As Southern Humboldt’s most intrepid writer, I understand that this does not constitute a high honor. Here in Humboldt County, where “positivity” trumps reality, and we spend more time cultivating flattering lies about ourselves than looking at the truth. We’ve become exceptionally good at ignoring things like dead bodies, huge ripoffs, and widespread environmental destruction as “business as usual.” But, when a brand new elephant shows up and makes itself comfortable on our sofa, and no one else seems to see it, I recognize my responsibility to my community. I mostly stopped writing about life in SoHum a couple of years ago to focus on music. I have a lot more to say beyond words than I do with words these days, but times like these demand more from us, and clearly, SoHum needs my perspective now more than ever.
In case you haven’t noticed, maybe because you were too busy compulsively washing your hands, that our constitutional democracy got overthrown by a public health dictatorship. Two years into this fiasco, the US has logged more Covid deaths, both in total, and per capita, than any other developed nation on Earth.

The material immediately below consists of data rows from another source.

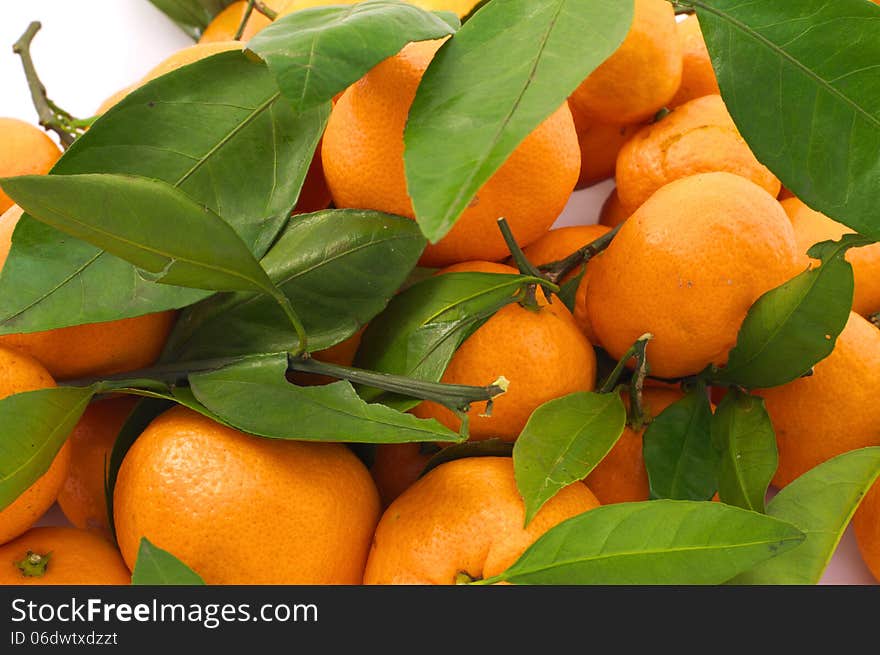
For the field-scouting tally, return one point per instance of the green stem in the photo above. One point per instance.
(555, 271)
(51, 116)
(614, 377)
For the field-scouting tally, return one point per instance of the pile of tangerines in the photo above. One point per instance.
(694, 206)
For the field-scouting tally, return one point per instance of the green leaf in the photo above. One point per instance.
(744, 435)
(192, 16)
(217, 129)
(793, 327)
(310, 51)
(821, 503)
(660, 542)
(149, 223)
(255, 396)
(33, 427)
(512, 65)
(155, 566)
(422, 327)
(809, 106)
(562, 442)
(680, 457)
(339, 268)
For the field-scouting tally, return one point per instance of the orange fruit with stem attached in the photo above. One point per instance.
(19, 374)
(621, 476)
(558, 244)
(697, 74)
(363, 150)
(686, 267)
(26, 150)
(866, 527)
(641, 76)
(61, 556)
(541, 352)
(240, 509)
(812, 227)
(832, 411)
(463, 521)
(697, 137)
(82, 497)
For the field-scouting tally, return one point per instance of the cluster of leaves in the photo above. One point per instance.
(180, 198)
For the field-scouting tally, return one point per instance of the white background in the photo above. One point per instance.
(89, 49)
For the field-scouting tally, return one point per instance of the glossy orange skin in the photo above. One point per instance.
(811, 227)
(82, 497)
(25, 149)
(697, 75)
(363, 148)
(465, 516)
(543, 355)
(239, 509)
(827, 414)
(90, 349)
(19, 374)
(866, 526)
(621, 476)
(686, 267)
(697, 137)
(558, 244)
(612, 213)
(77, 557)
(642, 75)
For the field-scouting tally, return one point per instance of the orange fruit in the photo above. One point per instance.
(92, 349)
(61, 556)
(362, 153)
(239, 509)
(19, 374)
(612, 213)
(641, 76)
(812, 227)
(463, 520)
(833, 411)
(697, 137)
(558, 244)
(27, 150)
(686, 267)
(542, 353)
(697, 74)
(82, 497)
(866, 526)
(599, 143)
(396, 467)
(621, 476)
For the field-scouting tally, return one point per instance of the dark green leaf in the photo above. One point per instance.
(793, 327)
(339, 268)
(744, 435)
(680, 457)
(660, 542)
(821, 503)
(311, 52)
(147, 222)
(33, 427)
(482, 448)
(256, 397)
(192, 16)
(422, 327)
(510, 66)
(155, 566)
(809, 105)
(562, 442)
(217, 129)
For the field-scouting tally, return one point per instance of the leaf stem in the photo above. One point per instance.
(51, 116)
(555, 271)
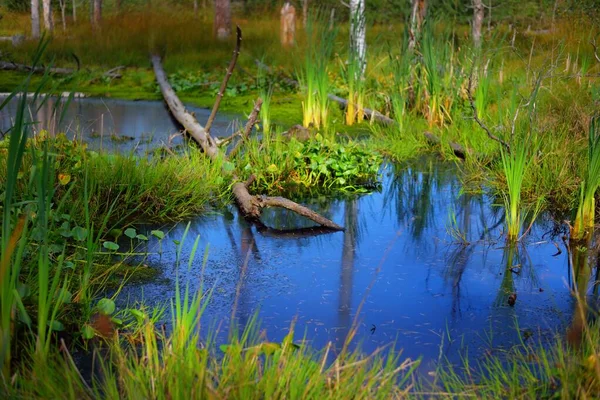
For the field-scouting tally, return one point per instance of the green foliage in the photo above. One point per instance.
(585, 214)
(290, 164)
(313, 75)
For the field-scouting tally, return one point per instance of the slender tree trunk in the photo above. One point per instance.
(97, 13)
(490, 6)
(417, 15)
(222, 23)
(478, 15)
(35, 19)
(63, 19)
(47, 11)
(304, 12)
(358, 34)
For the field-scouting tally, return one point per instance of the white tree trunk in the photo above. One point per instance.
(358, 34)
(419, 9)
(48, 20)
(222, 23)
(304, 12)
(62, 14)
(478, 15)
(35, 19)
(97, 13)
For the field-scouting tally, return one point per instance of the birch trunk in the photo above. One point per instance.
(97, 13)
(63, 19)
(358, 43)
(478, 15)
(417, 15)
(304, 12)
(222, 24)
(47, 11)
(35, 19)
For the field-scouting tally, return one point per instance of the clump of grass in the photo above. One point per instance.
(353, 75)
(437, 79)
(585, 214)
(314, 73)
(285, 164)
(514, 166)
(128, 187)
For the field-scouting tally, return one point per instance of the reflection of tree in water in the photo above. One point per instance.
(456, 264)
(412, 191)
(584, 283)
(347, 269)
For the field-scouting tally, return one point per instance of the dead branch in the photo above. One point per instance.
(457, 149)
(478, 120)
(11, 66)
(193, 128)
(248, 128)
(249, 205)
(593, 43)
(228, 74)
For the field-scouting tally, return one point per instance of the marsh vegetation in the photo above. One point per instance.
(463, 173)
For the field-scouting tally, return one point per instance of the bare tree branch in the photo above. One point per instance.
(477, 119)
(249, 125)
(236, 53)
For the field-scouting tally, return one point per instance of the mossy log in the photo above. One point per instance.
(250, 205)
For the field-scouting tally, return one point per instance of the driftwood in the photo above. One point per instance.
(478, 120)
(250, 205)
(10, 66)
(458, 150)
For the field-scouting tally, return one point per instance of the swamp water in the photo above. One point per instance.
(114, 125)
(427, 266)
(431, 293)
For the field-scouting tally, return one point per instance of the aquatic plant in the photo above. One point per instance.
(313, 164)
(313, 75)
(585, 214)
(482, 91)
(353, 73)
(514, 166)
(437, 78)
(266, 94)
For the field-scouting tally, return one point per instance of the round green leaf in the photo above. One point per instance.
(106, 306)
(56, 326)
(158, 234)
(110, 246)
(79, 233)
(87, 332)
(130, 233)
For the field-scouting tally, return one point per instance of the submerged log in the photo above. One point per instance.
(458, 150)
(250, 205)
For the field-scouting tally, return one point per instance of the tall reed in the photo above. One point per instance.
(585, 214)
(514, 166)
(314, 72)
(353, 75)
(265, 88)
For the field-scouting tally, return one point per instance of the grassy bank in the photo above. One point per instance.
(64, 207)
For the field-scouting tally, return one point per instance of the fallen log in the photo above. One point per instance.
(458, 150)
(11, 66)
(249, 205)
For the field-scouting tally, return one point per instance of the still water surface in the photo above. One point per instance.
(430, 294)
(426, 266)
(113, 125)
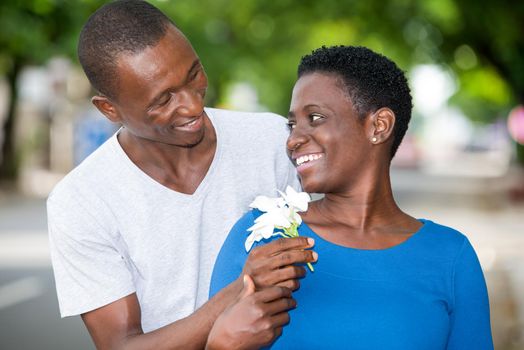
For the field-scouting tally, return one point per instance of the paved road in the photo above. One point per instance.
(28, 306)
(29, 311)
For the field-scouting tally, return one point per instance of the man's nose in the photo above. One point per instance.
(190, 103)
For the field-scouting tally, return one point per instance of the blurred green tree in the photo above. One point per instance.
(261, 42)
(31, 32)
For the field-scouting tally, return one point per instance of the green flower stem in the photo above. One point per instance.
(292, 231)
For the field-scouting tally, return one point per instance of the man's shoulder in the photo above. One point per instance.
(89, 174)
(257, 129)
(246, 119)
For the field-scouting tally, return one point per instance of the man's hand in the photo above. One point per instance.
(273, 264)
(254, 320)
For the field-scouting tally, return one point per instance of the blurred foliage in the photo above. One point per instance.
(261, 42)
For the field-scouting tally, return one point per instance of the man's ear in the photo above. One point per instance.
(382, 124)
(107, 108)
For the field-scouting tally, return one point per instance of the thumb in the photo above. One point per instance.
(249, 287)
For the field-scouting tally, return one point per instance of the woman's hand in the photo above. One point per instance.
(254, 320)
(273, 264)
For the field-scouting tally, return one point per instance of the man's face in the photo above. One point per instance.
(161, 91)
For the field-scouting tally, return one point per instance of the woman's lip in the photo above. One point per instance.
(304, 166)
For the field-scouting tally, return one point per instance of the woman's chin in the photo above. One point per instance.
(311, 186)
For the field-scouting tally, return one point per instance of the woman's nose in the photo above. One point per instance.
(296, 139)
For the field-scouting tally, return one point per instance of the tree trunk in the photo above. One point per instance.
(9, 161)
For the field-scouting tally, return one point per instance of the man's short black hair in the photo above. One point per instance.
(125, 26)
(371, 80)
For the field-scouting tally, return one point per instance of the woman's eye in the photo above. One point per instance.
(164, 101)
(316, 117)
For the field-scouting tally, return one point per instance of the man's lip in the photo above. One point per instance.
(187, 121)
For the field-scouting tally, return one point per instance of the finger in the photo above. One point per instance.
(280, 320)
(292, 257)
(248, 288)
(289, 272)
(269, 294)
(280, 305)
(293, 285)
(284, 244)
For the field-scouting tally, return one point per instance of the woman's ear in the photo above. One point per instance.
(107, 108)
(382, 124)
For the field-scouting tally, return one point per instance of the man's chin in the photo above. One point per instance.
(196, 141)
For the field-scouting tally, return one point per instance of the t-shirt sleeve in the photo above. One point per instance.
(470, 319)
(89, 270)
(232, 255)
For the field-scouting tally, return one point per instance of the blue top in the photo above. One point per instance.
(425, 293)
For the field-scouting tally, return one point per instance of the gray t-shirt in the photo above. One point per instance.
(115, 231)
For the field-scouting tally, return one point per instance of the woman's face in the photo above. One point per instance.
(328, 143)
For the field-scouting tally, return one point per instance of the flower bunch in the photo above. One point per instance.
(280, 214)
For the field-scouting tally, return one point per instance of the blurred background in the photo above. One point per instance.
(461, 164)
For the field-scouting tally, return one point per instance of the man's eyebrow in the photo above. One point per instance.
(195, 64)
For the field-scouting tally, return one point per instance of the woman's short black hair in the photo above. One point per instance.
(371, 80)
(125, 26)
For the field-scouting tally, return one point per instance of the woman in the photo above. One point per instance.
(383, 279)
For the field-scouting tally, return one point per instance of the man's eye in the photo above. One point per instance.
(164, 101)
(316, 117)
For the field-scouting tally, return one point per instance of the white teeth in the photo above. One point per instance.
(307, 158)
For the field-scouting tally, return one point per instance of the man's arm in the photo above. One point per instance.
(118, 326)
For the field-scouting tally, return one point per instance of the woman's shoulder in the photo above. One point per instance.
(443, 240)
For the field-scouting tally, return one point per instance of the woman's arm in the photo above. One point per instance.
(470, 319)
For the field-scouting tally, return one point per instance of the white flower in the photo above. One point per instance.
(279, 213)
(297, 200)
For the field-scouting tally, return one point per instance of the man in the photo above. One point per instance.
(135, 229)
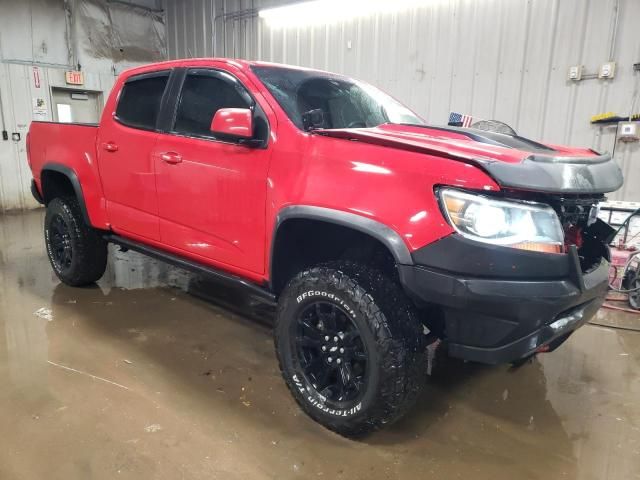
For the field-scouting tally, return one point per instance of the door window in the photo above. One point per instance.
(140, 100)
(203, 94)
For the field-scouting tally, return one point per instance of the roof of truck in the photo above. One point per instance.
(231, 62)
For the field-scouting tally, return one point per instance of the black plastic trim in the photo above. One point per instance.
(500, 320)
(36, 193)
(557, 174)
(219, 275)
(171, 110)
(493, 138)
(143, 76)
(75, 183)
(462, 256)
(377, 230)
(77, 124)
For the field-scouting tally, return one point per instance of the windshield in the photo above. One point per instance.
(345, 103)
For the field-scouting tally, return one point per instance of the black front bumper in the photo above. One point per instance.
(503, 304)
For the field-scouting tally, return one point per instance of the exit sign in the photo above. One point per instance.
(74, 78)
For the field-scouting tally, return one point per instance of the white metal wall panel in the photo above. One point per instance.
(496, 59)
(18, 90)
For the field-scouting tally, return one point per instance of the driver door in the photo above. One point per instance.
(211, 191)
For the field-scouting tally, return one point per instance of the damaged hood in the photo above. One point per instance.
(512, 161)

Clearly, what we did in response to Covid, was wrong. Way wrong. Wronger than any other first-world nation on Earth. Why was that?
Besides that, the average American life expectancy dropped by 1.9 years during the pandemic, not because of Covid, most Covid deaths were among people who had already exceeded the average life expectancy. No, American life expectancy dropped because addiction, overdose, depression, alcoholism, suicide, anxiety, hunger, despair, unemployment, loneliness, isolation and fear all soared during the pandemic, greatly exacerbated by the draconian restrictions instituted in response to the pandemic. Those restrictions, and the social and economic consequences of them, killed millions of healthy Americans in the prime of their lives. We could hardly have done more damage to Americans’ health if we tried.
Again, why is that? Were these policies designed to harm us? I think that’s a fair question to ask, considering how successfully they disrupted our lives, ruined our businesses, overthrew our democracy and rescinded our civil rights, as opposed to how poorly their strategy worked to prevent deaths from Covid.
Here in Humboldt County we lost twice as many people to overdose in 2020 as we did to Covid, and I’ll bet that’s true in 2021 as well, but they don’t report about that epidemic anymore. Somehow they deem it appropriate to spare us that grim body count. Nor do we hear about the suicides, heart attacks, liver disease, etc. Unless you die of Covid, you don’t count. Our local media continues to ignore the damage wrought by draconian lockdown restrictions, but anyone who dares criticize these measures gets vilified mercilessly. What’s up with that?
During the War on Drugs, we used the term “Culture of Maximum Harm” to describe the perverse way in which efforts to curb drug abuse, by criminalizing drug users, caused far more harm than drug abuse itself. In fact, the War on Drugs strategy of arresting and incarcerating drug users and peddlers seems to have been devised so as to cause the maximum possible harm to society. When we saw how the culture of maximum harm used the pretense of addressing a public health crisis as cover for violence, human rights violations and political oppression, we saw the War on Drugs, not as an effort to curb drug use, but as a tool to invade privacy, incarcerate millions, and as a distraction from, and excuse for, crimes against humanity.
We see the same culture of maximum harm at work today in the Covid Pandemic, and the same idiotic enthusiasm for strategies with a proven track record of failure. Masking causes more infections than it prevents. Social isolation kills more Americans than Covid, and don’t even get me started on vaccines and vaccine injuries. If you took the ripoff death-jab, I’m sorry. I really am, but Covid vaccines don’t work, and besides that, they kill people. That’s just the truth.
Ten years and 666+ posts later, SoHum still needs someone who isn’t afraid to confront the obvious, no matter how unpopular or inconvenient, and the obvious has never been more unpopular or inconvenient than it is right now. I wish it weren’t so, and that I didn’t have to do it, but no one else around here will. Like it or not, you need me right now, because there’s something you need to know, and it’s staring you in the face, but for some reason you just don’t see it yet. So welcome back.